Expert Recommendations: Bridging the Fiscal Gap
Beyond market-side stimuli, economists are calling for direct fiscal support to local governments. Luo Zhiheng (罗志恒) recommends that the central government increase fiscal transfers or raise local government debt quotas to compensate for the sharp reduction in land sale income. Such support would provide local authorities with the fiscal space to more strategically manage land supply—potentially reducing unnecessary new land releases and focusing on repurchasing idle plots. This could help correct the supply-demand imbalance in the property market over the medium term. Monitoring announcements from the Ministry of Finance regarding special bond quotas or additional transfers will be crucial for forecasting changes in local government land sale strategies and their fiscal health.

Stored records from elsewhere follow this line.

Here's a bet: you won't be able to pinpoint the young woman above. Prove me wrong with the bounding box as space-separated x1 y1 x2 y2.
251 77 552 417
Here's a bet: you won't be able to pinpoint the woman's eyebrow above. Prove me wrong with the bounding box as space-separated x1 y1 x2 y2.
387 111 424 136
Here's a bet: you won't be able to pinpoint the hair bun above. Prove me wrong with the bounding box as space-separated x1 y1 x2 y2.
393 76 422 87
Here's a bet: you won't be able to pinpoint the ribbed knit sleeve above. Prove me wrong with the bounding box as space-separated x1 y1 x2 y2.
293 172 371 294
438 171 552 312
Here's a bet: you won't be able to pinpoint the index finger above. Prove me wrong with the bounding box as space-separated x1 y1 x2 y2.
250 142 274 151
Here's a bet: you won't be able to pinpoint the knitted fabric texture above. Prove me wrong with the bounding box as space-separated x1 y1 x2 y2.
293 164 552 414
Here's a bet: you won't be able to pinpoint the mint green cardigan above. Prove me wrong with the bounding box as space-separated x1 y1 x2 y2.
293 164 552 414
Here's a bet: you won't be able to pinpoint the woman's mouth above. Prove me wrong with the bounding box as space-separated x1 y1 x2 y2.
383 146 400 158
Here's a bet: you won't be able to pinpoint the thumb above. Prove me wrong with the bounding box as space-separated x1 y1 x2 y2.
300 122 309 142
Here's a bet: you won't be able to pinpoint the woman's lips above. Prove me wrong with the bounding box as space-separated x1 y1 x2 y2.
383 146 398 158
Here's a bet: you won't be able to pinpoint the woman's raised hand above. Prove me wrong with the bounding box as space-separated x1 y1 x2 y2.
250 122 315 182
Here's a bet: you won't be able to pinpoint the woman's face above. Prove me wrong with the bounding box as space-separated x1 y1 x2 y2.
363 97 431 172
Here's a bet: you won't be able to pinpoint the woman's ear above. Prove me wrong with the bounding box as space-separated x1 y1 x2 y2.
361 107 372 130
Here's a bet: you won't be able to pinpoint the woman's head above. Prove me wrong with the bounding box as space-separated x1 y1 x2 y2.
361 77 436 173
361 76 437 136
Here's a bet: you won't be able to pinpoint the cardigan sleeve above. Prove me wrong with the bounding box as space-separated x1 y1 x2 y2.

Investment Implications and Forward Guidance
The analysis of land sale revenues offers more than just a snapshot of government finances; it provides critical insights into regional economic vitality, sectoral risks, and potential policy directions. For global investors in Chinese equities, the current landscape presents both challenges and selective opportunities.
Navigating Risks and Identifying Opportunities
The continued pressure on land sale revenues highlights the ongoing risks in the real estate sector and for local government financing vehicles (LGFVs). Investors should exercise caution with equities heavily exposed to regions projecting further declines in land income, such as Zhejiang, until clearer signs of stabilization emerge. Conversely, provinces and cities demonstrating effective land optimization and revenue growth, like Guangdong and Shenzhen, may present relative strength. Sectors linked to infrastructure spending in fiscally stronger regions or to “quality housing” construction could benefit from targeted government support.
The structural shift in the land market—from volume-driven to value-driven—also suggests opportunities in companies involved in urban renewal, high-end construction, and efficient land development. The performance of land sale revenues will remain a leading indicator for these segments.
The Path Ahead for China’s Land Markets
In summary, China’s land sale revenues are at an inflection point. The era of rampant growth is over, replaced by a period of managed contraction and qualitative improvement. The national total is likely to see a slower decline in 2026, with significant variances across provinces driven by local governance and market fundamentals. The success of policy measures in reviving property demand will be the ultimate determinant of when a true floor for land sale revenues is established.
For sophisticated market participants, the call to action is clear: move beyond national headlines and engage in deep, province-level due diligence. Scrutinize local budget reports, track land auction premium rates in key cities, and monitor the implementation of central fiscal support measures. By understanding the nuances behind the land sale revenues data, investors can make more informed decisions, identifying resilient regional economies and companies poised to thrive in China’s evolving real estate and fiscal landscape. The stabilization of land sale revenues is not just a government concern—it’s a pivotal factor for the stability and growth potential of Chinese equity markets.